I usually spend the first hour or so just wandering and drinking in the beauty, but when I’m ready to get down to work, I like to pick a piece or two that really captures my imagination and sparks some ideas. I’ll hang out with it for a while and sketch and take notes. (On a good day, there will be a bench in front of my artwork of choice – and on this recent visit, I was in luck!)

Karin Jacobson Jewelry Design Inspiration Trip to the MIA 6
 The minute I saw this piece, I knew I wanted to spend some time with it.  It wasn't long before I was sketching ideas for a new pair of earrings!

This two-panel folding screen called “Lying Dragon Plum Tree” is relatively contemporary – it was completed in 1983 by Funada Gyokuju. But to create the “richness and density of thousands of plum blossoms” the artist applied many layers of paint to the paper over the course of multiple years. I was struck by the colors and softness of the style that the artist used to capture the blossoms. My absolute favorite time of year is when the apple, cherry, and plum trees are blossoming. After a long winter in Minnesota, the greens are at their brightest and the fruit trees are full of color! This screen made me so happy, I had to hang out with it for quite a while.

I sat and sketched and it inspired these earrings!

Karin Jacobson Jewelry Design Plum Blossom Earrings with Opals and Sapphires
These earrings came out pretty much as I'd envisioned back in the museum - they feature Australian opal doublets set in 22k gold and a dozen little pink sapphires set in 18K gold, accented with oxidized sterling silver.  I'm loving the scale of them - definitely statement earrings!

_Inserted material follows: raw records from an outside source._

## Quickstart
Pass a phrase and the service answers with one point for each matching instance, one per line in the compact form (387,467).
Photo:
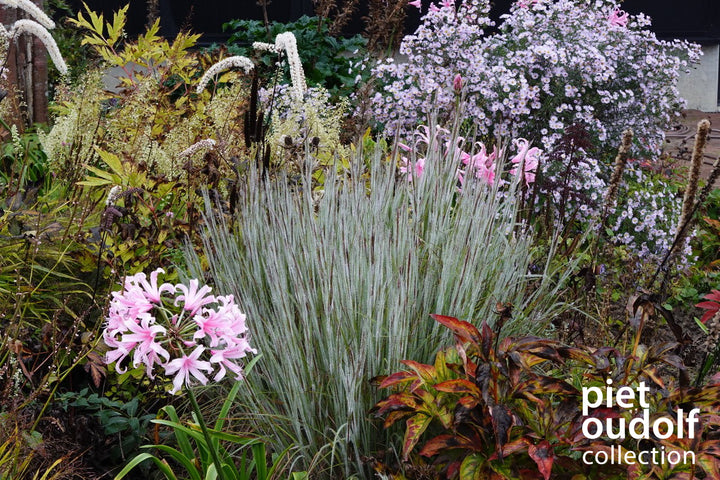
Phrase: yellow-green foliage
(298,122)
(152,116)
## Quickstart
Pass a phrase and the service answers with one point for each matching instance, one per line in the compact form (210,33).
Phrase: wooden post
(27,74)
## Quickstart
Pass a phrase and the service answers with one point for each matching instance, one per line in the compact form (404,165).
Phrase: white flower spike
(34,28)
(32,9)
(286,42)
(225,64)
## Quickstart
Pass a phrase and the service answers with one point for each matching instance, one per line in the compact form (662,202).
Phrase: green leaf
(140,458)
(179,457)
(180,436)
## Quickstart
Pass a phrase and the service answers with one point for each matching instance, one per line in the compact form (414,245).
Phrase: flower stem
(206,434)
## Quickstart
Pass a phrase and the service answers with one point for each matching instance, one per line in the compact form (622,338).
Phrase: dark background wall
(696,20)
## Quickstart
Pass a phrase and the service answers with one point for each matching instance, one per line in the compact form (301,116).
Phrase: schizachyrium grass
(180,329)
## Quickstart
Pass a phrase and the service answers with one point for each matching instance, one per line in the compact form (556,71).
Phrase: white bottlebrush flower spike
(206,143)
(34,28)
(32,9)
(237,61)
(286,42)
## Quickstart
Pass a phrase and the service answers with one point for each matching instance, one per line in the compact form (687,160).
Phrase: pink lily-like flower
(147,350)
(482,164)
(193,299)
(185,367)
(528,157)
(412,169)
(618,18)
(526,3)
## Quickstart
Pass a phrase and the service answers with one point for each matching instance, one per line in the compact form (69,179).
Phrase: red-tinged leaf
(463,330)
(426,372)
(472,468)
(575,354)
(710,447)
(519,445)
(459,386)
(453,469)
(415,427)
(709,464)
(444,442)
(541,385)
(543,455)
(397,378)
(502,422)
(395,416)
(653,375)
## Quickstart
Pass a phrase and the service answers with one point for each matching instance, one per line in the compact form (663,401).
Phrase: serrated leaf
(463,330)
(472,468)
(542,454)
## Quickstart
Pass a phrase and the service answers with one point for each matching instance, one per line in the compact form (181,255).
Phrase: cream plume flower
(31,9)
(286,42)
(237,61)
(34,28)
(206,143)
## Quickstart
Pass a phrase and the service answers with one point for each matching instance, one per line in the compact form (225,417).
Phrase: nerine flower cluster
(177,328)
(551,64)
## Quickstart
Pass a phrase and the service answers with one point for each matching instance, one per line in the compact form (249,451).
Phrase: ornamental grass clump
(340,278)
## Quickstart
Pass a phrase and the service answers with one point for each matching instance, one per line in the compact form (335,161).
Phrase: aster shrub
(551,64)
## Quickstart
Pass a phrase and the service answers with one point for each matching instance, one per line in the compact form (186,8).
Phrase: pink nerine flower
(158,324)
(528,157)
(412,169)
(526,3)
(186,366)
(618,18)
(481,163)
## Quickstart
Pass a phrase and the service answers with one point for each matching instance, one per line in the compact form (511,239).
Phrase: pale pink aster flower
(457,83)
(186,366)
(618,18)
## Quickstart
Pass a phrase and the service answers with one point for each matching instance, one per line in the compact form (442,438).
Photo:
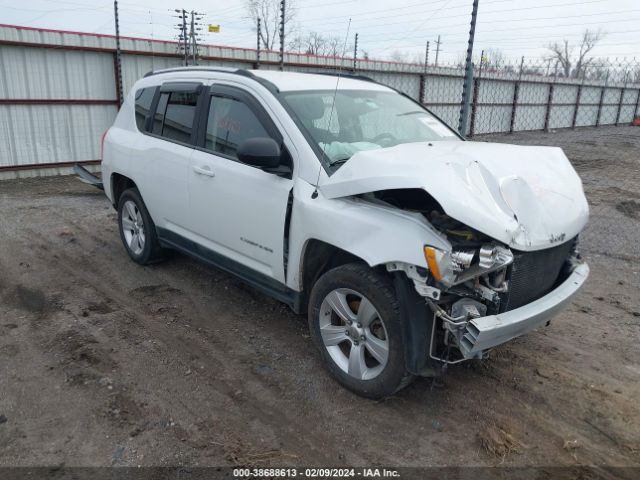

As I’ve mentioned before, I’m always careful about seeking inspiration from other jewelers; I never want to inadvertently riff of someone else’s idea as I create my own designs. But I feel comfortable and happy letting my imagination play over paintings, sculptures, and other works of visual art. Seeing the creativity and prowess of master artists nearly always inspires me to tease out a few new ideas!